Discover Financial Services, the top performer for the past year in the Standard & Poor’s 500 Financials Index, said fiscal first-quarter profit climbed 36 percent to a record as consumers spent more on credit cards.
Net income for the three months ended Feb. 29 increased to $631 million, or $1.18 a share, from $465 million, or 84 cents, a year earlier, the Riverwoods, Illinois-based company said Wednesday in a statement. That beat the average estimate of 94 cents by 22 analysts in a Bloomberg survey.
Chairman and Chief Executive Officer David Nelms boosted the quarterly dividend 67 percent in December to 10 cents a share and bought back stock as the U.S. economy continued to mend. The lender acquired a portfolio of private student loans from Citigroup Inc. in September and announced a $2 billion share-buyback plan last week after the Federal Reserve announced the results of bank stress tests.

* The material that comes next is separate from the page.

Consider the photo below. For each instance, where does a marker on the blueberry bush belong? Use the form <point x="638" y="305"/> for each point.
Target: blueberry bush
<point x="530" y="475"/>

Discover fell 22 cents to $31.64 at 4 p.m. in New York. The shares have climbed 40 percent in the past year, the most of 81 companies in the S&P 500 Financials index.
The lender was one of 30 financial firms subjected to the central bank’s stress tests to demonstrate whether the industry can withstand another severe economic shock. The Fed didn’t object to Discover’s plan to repurchase stock, the company said.